From the New York Times:
... Turkey’s own political crisis, set off by a corruption scandal that has played out like a serial drama through the steady flow of leaked telephone conversations. The most sensational one was released Monday night, an apparently wiretapped conversation in which Prime Minister Recep Tayyip Erdogan, worried about an investigation closing in, is heard telling his son to get tens of millions of dollars out of the house.   
Mr. Erdogan’s office has dismissed this latest bombshell disclosure as a fabrication. But it has inevitably heightened the sense of crisis that has enveloped Turkey since the corruption scandal burst into public view in mid-December with a series of dawn raids on the homes and offices of associates of Mr. Erdogan. 
The crisis has damaged Turkey’s already troubled economy. The currency tumbled again on Tuesday while opposition lawmakers called — and not for the first time — for the government to step down, with one official saying Mr. Erdogan should either resign or flee the country “by helicopter.” 
For many Turks, the disclosures represented just the latest episode of a continuing, and opaque, national obsession, one that played out Monday night in predictable fashion. Social media went into overdrive — along with government censors, apparently, as the original leak suddenly became unavailable to many Internet users here — while the mainstream Turkish news media stayed largely silent. 
Mr. Erdogan did not stay silent, though. His office quickly released a statement saying, “Phone recordings published on the Internet that are alleged to be between Prime Minister Recep Tayyip Erdogan and his son are a product of an immoral montage that is completely false.” The statement promised that legal action would be taken. 
“Those who framed this dirty plot against the prime minister of the Turkish Republic will be held responsible within the law,” it said. 
Adding to the suspense, Mr. Erdogan went on to hold a late-night meeting with his spy chief and his interior minister.

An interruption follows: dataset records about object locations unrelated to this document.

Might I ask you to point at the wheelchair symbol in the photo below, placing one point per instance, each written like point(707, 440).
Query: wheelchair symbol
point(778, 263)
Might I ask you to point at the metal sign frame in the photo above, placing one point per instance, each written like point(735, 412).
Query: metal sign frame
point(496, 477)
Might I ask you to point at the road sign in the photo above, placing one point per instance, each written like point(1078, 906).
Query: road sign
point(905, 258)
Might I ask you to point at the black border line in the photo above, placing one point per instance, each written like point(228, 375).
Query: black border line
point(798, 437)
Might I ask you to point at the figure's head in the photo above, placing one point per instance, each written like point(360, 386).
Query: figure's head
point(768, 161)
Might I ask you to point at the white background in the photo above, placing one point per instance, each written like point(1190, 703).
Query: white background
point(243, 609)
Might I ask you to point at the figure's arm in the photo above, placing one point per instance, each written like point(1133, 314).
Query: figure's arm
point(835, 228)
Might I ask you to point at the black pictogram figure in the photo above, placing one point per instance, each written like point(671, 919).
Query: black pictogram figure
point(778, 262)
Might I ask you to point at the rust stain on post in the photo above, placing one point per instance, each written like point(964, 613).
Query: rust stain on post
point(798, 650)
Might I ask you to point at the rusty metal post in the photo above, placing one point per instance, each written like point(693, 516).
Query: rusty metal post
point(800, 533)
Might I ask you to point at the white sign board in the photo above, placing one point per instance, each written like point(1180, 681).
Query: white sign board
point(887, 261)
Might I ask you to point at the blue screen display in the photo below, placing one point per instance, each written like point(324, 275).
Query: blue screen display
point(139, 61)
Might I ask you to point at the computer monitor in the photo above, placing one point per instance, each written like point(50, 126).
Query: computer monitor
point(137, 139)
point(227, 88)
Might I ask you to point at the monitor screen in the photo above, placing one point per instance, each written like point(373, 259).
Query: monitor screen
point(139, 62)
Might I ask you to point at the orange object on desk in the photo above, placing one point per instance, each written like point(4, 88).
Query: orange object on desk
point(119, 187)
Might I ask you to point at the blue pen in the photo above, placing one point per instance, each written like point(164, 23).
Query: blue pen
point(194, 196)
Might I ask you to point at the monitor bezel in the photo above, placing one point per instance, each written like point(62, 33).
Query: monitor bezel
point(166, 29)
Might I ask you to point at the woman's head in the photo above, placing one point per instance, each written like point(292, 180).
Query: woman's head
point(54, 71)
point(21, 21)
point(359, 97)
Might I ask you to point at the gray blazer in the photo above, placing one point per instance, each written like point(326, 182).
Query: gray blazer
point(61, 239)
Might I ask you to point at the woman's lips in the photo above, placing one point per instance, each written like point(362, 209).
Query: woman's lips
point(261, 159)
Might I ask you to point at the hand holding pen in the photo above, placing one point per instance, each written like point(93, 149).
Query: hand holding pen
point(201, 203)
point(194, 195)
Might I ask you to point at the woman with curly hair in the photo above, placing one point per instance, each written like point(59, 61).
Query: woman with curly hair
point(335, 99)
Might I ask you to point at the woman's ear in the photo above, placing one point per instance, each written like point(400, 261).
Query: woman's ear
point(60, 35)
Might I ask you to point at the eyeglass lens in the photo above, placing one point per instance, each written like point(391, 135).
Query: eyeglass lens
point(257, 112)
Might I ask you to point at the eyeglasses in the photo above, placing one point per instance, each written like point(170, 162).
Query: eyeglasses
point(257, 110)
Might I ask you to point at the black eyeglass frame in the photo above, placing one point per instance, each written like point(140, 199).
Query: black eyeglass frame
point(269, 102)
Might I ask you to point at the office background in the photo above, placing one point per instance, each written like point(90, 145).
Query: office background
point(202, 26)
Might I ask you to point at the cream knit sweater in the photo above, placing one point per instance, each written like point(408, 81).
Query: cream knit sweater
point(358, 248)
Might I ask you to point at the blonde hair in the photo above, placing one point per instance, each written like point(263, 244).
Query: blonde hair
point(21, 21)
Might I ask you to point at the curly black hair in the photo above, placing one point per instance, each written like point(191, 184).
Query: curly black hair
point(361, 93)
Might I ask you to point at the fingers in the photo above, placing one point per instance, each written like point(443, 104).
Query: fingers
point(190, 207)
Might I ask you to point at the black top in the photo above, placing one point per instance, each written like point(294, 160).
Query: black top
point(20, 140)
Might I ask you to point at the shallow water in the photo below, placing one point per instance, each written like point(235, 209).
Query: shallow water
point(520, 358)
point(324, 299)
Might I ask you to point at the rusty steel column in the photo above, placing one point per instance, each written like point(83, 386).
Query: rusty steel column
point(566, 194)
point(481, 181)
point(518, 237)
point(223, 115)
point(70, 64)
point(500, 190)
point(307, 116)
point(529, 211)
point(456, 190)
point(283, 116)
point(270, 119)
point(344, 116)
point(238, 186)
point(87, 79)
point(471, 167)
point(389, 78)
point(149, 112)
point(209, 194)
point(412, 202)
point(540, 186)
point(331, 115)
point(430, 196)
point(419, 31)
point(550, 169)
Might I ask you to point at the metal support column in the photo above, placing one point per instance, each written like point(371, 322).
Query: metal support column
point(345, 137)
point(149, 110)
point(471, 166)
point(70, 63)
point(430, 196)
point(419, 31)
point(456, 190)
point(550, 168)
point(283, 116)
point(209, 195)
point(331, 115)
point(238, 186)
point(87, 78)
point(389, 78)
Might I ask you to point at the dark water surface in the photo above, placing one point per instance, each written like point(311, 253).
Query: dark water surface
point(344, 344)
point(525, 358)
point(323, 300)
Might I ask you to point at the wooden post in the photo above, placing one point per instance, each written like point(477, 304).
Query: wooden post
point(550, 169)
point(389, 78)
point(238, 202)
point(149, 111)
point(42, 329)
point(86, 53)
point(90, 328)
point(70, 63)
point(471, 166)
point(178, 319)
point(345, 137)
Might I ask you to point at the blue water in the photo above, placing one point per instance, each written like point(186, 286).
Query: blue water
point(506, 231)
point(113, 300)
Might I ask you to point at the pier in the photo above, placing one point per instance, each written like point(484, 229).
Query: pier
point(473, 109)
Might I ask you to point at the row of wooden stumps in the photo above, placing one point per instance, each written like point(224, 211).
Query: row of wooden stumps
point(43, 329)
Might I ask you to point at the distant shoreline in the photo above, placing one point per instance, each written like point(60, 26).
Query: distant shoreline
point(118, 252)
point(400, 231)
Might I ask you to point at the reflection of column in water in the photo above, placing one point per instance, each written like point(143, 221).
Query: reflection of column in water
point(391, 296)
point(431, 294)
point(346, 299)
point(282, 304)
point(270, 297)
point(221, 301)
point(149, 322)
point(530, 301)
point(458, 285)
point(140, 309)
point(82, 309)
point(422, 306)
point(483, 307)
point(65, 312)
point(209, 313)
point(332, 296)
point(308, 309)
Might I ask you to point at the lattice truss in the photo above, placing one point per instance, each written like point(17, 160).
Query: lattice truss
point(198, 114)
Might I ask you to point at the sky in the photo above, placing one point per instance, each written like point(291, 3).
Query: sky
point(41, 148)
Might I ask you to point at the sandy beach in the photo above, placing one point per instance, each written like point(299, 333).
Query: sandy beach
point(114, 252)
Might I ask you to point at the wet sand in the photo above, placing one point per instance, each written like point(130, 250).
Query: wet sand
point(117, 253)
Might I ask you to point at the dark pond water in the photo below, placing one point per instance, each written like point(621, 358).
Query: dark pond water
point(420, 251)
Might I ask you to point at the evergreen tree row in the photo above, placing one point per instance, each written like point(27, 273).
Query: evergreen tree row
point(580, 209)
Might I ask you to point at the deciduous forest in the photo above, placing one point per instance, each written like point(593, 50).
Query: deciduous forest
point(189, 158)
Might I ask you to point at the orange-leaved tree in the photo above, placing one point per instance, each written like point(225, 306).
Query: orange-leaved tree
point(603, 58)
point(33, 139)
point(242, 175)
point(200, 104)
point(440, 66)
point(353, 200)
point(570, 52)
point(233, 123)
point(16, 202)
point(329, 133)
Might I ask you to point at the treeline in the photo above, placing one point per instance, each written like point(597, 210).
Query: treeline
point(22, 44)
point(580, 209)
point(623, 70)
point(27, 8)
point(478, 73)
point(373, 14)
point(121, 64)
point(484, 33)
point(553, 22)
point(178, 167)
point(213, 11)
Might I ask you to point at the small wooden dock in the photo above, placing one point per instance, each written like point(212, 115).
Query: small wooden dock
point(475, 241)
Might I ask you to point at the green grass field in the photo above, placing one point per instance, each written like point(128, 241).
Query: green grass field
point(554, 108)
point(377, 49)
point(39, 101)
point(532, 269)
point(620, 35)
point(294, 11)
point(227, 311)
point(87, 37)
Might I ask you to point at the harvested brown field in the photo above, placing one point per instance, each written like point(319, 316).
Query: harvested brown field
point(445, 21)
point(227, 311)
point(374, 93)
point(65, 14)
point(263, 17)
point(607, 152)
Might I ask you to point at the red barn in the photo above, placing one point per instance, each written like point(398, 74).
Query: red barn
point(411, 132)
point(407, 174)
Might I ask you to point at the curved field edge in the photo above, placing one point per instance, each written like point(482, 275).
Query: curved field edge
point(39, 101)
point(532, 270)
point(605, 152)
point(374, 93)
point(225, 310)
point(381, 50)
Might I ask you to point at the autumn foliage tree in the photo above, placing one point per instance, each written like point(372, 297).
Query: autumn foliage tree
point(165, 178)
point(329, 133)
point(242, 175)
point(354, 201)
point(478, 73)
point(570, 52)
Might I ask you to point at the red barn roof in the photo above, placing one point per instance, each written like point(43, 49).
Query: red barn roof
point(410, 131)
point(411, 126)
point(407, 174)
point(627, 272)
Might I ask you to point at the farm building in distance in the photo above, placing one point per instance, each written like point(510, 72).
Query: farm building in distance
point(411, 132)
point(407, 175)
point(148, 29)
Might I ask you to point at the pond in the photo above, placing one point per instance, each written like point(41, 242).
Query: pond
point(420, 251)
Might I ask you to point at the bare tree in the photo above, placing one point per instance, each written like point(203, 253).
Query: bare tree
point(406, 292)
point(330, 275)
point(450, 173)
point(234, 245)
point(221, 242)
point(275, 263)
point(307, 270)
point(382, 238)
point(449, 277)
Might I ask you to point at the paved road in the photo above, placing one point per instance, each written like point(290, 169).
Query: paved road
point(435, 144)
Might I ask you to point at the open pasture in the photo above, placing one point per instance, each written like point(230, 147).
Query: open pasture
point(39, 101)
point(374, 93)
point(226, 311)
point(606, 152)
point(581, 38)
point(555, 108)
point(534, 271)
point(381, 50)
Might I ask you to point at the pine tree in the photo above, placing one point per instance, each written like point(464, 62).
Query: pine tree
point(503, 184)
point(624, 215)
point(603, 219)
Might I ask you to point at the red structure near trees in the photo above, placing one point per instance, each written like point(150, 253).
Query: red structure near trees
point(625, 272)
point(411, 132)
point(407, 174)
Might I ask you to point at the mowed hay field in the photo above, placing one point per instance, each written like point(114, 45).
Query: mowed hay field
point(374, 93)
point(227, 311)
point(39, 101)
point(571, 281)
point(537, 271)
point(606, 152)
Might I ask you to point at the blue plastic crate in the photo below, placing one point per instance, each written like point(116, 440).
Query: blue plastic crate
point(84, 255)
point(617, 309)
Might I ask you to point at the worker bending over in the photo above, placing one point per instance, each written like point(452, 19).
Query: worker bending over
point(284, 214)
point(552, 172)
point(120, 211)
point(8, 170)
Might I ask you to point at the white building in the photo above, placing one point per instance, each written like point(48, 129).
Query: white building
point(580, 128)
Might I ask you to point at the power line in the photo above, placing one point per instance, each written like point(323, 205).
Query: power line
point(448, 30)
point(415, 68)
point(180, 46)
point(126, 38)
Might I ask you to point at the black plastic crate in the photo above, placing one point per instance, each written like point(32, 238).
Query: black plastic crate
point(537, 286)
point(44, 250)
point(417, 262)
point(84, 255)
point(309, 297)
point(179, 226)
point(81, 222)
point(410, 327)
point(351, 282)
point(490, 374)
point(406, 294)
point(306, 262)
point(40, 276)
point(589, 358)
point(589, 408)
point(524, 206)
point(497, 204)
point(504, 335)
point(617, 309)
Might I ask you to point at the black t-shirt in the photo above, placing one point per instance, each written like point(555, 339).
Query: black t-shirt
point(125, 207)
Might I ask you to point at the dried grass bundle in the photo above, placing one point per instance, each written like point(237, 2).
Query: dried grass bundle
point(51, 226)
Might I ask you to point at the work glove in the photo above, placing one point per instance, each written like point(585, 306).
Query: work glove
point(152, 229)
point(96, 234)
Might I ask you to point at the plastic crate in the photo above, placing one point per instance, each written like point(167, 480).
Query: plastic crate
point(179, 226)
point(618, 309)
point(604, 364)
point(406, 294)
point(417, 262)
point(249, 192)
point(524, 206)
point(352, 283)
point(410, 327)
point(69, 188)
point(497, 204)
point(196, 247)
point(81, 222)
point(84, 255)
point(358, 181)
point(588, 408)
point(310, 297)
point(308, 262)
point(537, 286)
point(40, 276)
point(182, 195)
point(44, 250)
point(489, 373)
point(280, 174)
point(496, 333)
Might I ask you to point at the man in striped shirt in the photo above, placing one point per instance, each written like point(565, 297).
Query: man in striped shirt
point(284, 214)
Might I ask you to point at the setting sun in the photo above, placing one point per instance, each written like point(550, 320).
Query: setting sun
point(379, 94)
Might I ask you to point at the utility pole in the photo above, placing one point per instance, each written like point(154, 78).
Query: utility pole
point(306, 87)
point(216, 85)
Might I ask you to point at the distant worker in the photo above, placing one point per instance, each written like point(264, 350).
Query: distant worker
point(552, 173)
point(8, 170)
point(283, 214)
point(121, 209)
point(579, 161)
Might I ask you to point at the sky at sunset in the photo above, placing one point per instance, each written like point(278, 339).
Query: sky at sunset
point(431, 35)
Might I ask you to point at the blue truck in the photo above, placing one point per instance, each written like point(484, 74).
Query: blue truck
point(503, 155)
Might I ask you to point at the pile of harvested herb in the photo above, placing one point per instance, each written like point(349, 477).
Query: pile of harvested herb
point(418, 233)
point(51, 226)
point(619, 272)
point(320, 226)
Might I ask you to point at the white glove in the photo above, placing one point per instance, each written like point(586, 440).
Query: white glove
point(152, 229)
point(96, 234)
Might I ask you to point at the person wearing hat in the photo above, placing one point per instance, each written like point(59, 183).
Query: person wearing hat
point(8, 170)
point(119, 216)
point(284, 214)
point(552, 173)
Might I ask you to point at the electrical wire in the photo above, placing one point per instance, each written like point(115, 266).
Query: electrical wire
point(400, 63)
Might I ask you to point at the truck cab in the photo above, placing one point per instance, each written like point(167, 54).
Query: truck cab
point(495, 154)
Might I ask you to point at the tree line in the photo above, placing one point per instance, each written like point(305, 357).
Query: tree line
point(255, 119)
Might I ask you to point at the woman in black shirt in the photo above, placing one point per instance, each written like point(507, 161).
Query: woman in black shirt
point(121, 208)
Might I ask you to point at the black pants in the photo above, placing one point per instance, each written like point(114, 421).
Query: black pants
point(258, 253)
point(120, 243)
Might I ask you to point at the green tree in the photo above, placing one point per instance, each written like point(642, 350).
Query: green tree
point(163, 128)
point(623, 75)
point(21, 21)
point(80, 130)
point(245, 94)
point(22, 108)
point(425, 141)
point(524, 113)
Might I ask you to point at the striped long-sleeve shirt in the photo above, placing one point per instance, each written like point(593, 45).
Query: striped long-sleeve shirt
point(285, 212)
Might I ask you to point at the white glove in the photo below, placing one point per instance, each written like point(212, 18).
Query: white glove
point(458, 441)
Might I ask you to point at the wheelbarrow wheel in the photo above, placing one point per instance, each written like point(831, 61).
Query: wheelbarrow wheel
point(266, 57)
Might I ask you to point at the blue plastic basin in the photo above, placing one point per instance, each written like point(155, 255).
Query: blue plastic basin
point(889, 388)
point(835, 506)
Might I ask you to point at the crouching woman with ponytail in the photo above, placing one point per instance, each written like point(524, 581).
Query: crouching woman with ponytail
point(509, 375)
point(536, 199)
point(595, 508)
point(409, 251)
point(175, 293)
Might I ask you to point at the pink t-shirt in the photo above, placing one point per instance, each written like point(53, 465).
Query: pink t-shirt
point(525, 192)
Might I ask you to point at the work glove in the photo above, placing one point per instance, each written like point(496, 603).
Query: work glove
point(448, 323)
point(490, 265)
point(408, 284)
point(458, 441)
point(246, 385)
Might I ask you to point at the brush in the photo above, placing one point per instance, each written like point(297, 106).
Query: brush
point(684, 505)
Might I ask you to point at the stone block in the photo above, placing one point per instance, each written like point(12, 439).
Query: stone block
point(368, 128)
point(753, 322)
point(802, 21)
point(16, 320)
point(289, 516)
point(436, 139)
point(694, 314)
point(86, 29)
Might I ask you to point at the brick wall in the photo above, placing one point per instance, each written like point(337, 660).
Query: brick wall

The Turkish public was left to wonder what would come next, given the aggressive steps the government had already taken to contain the crisis. 
So far Ankara has purged thousands of police officers and hundreds of prosecutors and passed new laws permitting censorship of the Internet and increasing government control over the judiciary — both of which have attracted widespread condemnation abroad.